I have mid-priced 8X20 binocs, not happy with my old eyes. Been thinking a smaller dimension spotting scope of greater power. I have wondered sometimes about the power factor, 10x should make target at 100 yards look like its 10 yards away? I have old eyes but does not seem correct to me. Maybe my optics are too low rent. I don't seem to have the same issue with my leupold 3x9. Think I need to spend more money to get the quality I want.


----------



## Honkerhunteronhoth (Jan 2, 2020)

https://www.sigsauer.com/store/kilo3000bdx-10x42-mm.html

These are the binos I use. They are nice, and combine your lrf with your glass. Makes it more efficient to spot game and pass along information in a timely fashion to other members of the party.


----------



## paulag1955 (Dec 15, 2019)

My BOB will forever be without binoculars. There's only so much I can carry. Even though I walk with a weighted pack, I don't ever anticipate, as a small, older woman, being able to realistically carry more than 20-25 pounds if I need to go more than a few miles.


----------



## Smitty901 (Nov 16, 2012)

paulag1955 said:


> My BOB will forever be without binoculars. There's only so much I can carry. Even though I walk with a weighted pack, I don't ever anticipate, as a small, older woman, being able to realistically carry more than 20-25 pounds if I need to go more than a few miles.


 And you sir understand the problem the infantry soldier has always faced. That is why weapon had to get lighter ammo lighter. Every little bit adds up.
As for Bino's I would keep an eye on Camera land ( sight Sponsor ) when you find what you are looking for give them a call they can often work with you. Watch their sales.


----------



## Honkerhunteronhoth (Jan 2, 2020)

paulag1955 said:


> My BOB will forever be without binoculars. There's only so much I can carry. Even though I walk with a weighted pack, I don't ever anticipate, as a small, older woman, being able to realistically carry more than 20-25 pounds if I need to go more than a few miles.


If I might, point out a small alternate that is rather weight friendly.

https://vortexoptics.com/vortex-solo-8x25-monocular.html

You can find them for about 50 bucks on Ebay. I had one before the daughter took it over, in the vehicle. They work well.


----------



## Honkerhunteronhoth (Jan 2, 2020)

paulag1955 said:


> My BOB will forever be without binoculars. There's only so much I can carry. Even though I walk with a weighted pack, I don't ever anticipate, as a small, older woman, being able to realistically carry more than 20-25 pounds if I need to go more than a few miles.


If I might, point out a small alternate that is rather weight friendly.

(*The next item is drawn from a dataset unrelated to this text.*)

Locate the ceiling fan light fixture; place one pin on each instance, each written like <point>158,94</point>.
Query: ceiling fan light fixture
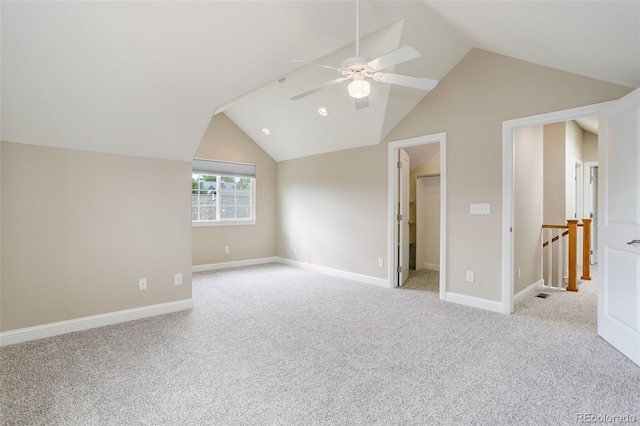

Should you ever decide you need something.

https://vortexoptics.com/vortex-solo-8x25-monocular.html

You can find them for about 50 bucks on Ebay. I had one before the daughter took it over, in the vehicle. They work well.


----------



## Back Pack Hack (Sep 15, 2016)

Binos are too big and heavy.

https://www.carson.com/products/bandit-ba-825/


----------



## paulag1955 (Dec 15, 2019)

Smitty901 said:


> And you sir understand the problem the infantry soldier has always faced. That is why weapon had to get lighter ammo lighter. Every little bit adds up.
> As for Bino's I would keep an eye on Camera land ( sight Sponsor ) when you find what you are looking for give them a call they can often work with you. Watch their sales.


We have a variety of optics. I just feel like I need food, ammo, and extra clothing in my BOB more than I need optics. In a perfect world, I'd be bugging out with my husband who can obviously carry more. Of course, I can't count on that. One of my dogs could carry a few things, but in my mind, I have him carrying dog food. I seriously feel like I need a folding game cart in my car to carry my BOB stuff, but I wouldn't have room for it and my dogs.


----------



## paulag1955 (Dec 15, 2019)

Back Pack Hack said:


> Binos are too big and heavy.
> 
> https://www.carson.com/products/bandit-ba-825/


The price on that is right, too.


----------



## Back Pack Hack (Sep 15, 2016)

paulag1955 said:


> ....... I seriously feel like I need a folding game cart in my car to carry my BOB stuff, but I wouldn't have room for it and my dogs.


https://www.honeybadgerwheel.com/blogs/ideas/monowalker-camping-cart


----------



## paulag1955 (Dec 15, 2019)

Better equipping my BOB and getting it more organized is on my list for this year, so this post is timely.


----------



## Smitty901 (Nov 16, 2012)

paulag1955 said:


> We have a variety of optics. I just feel like I need food, ammo, and extra clothing in my BOB more than I need optics. In a perfect world, I'd be bugging out with my husband who can obviously carry more. Of course, I can't count on that. One of my dogs could carry a few things, but in my mind, I have him carrying dog food. I seriously feel like I need a folding game cart in my car to carry my BOB stuff, but I wouldn't have room for it and my dogs.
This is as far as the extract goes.